Configuration Options

Environment Variables

NOW_LMS_WORKERS / WORKERS

  • Type: Integer
  • Default: Auto-calculated based on RAM and CPU
  • Description: Explicitly set the number of Gunicorn workers
  • Example: NOW_LMS_WORKERS=4 or WORKERS=4
  • Compatibility: Both NOW_LMS_WORKERS (preferred) and WORKERS are supported

When set, this overrides automatic calculation. Use this when you know your specific requirements.

NOW_LMS_THREADS / THREADS

  • Type: Integer
  • Default: 1
  • Description: Number of threads per worker
  • Example: NOW_LMS_THREADS=4 or THREADS=4
  • Compatibility: Both NOW_LMS_THREADS (preferred) and THREADS are supported

Setting threads > 1: - Automatically switches to gthread worker class - Reduces worker count proportionally to save RAM - Better for I/O-bound applications

NOW_LMS_WORKER_MEMORY_MB / WORKER_MEMORY_MB

  • Type: Integer
  • Default: 200
  • Description: Estimated memory usage per worker in MB
  • Example: NOW_LMS_WORKER_MEMORY_MB=250 or WORKER_MEMORY_MB=250
  • Compatibility: Both NOW_LMS_WORKER_MEMORY_MB (preferred) and WORKER_MEMORY_MB are supported

Adjust this based on your application's actual memory usage. To measure:

# Monitor memory usage of workers
ps aux | grep gunicorn

LMS_PORT / PORT

  • Type: Integer
  • Default: 8080
  • Description: Port number for the server
  • Example: LMS_PORT=8080

Deployment Scenarios

Scenario 1: Production Server (8 GB RAM, 4 cores)

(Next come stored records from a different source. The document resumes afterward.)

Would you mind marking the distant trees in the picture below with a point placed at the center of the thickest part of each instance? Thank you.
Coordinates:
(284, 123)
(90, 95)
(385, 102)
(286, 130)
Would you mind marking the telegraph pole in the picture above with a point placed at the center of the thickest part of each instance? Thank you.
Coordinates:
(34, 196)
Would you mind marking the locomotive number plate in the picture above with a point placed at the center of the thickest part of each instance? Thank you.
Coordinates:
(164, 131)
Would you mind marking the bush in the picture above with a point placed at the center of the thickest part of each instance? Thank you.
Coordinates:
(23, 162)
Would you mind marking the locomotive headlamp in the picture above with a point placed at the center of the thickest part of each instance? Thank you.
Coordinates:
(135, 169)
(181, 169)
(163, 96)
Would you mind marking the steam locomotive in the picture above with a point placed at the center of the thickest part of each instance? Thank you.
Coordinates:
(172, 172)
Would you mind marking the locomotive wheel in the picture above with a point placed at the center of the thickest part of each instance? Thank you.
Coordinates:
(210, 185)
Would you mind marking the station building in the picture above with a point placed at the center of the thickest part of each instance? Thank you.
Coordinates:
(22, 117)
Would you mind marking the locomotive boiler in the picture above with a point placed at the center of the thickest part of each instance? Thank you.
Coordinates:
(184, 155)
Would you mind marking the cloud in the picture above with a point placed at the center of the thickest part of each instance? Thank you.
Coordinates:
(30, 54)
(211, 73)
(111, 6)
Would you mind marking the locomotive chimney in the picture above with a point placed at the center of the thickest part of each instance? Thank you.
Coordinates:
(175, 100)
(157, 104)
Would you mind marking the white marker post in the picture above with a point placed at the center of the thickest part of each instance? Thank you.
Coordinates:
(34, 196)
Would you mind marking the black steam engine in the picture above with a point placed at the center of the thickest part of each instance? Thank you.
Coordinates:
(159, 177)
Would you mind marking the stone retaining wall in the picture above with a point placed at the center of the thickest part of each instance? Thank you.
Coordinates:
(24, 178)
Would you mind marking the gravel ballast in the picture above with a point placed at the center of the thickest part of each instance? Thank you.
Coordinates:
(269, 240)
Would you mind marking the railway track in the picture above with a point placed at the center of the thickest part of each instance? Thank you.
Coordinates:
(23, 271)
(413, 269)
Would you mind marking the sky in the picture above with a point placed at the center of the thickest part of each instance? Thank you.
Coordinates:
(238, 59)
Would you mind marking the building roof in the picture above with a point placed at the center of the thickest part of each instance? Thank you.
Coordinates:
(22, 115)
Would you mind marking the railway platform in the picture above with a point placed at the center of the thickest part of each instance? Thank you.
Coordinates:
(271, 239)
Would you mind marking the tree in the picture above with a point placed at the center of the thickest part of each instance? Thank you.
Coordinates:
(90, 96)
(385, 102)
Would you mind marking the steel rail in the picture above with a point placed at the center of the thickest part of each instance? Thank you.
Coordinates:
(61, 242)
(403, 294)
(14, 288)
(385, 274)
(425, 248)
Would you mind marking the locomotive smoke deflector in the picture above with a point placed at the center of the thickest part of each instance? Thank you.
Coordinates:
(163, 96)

No configuration needed - automatic calculation works well:

# Automatic: 9 workers, 1 thread
venv/bin/lmsctl serve

Expected configuration: - Workers: 9 (CPU-limited) - Threads: 1 - Estimated RAM: ~1.8 GB

Scenario 2: Small VPS (1 GB RAM, 2 cores)

Use threads to reduce RAM usage:

export NOW_LMS_THREADS=4
venv/bin/lmsctl serve

Expected configuration: - Workers: 1 (RAM-limited, adjusted for threads) - Threads: 4 - Estimated RAM: ~200 MB

Scenario 3: Container with Limited RAM (512 MB, 2 cores)

Explicitly limit workers and use threads:

export NOW_LMS_WORKERS=1
export NOW_LMS_THREADS=4
export NOW_LMS_WORKER_MEMORY_MB=150
venv/bin/lmsctl serve

Expected configuration: - Workers: 1 (explicit) - Threads: 4 - Estimated RAM: ~150 MB

Scenario 4: High-Traffic Server (16 GB RAM, 8 cores)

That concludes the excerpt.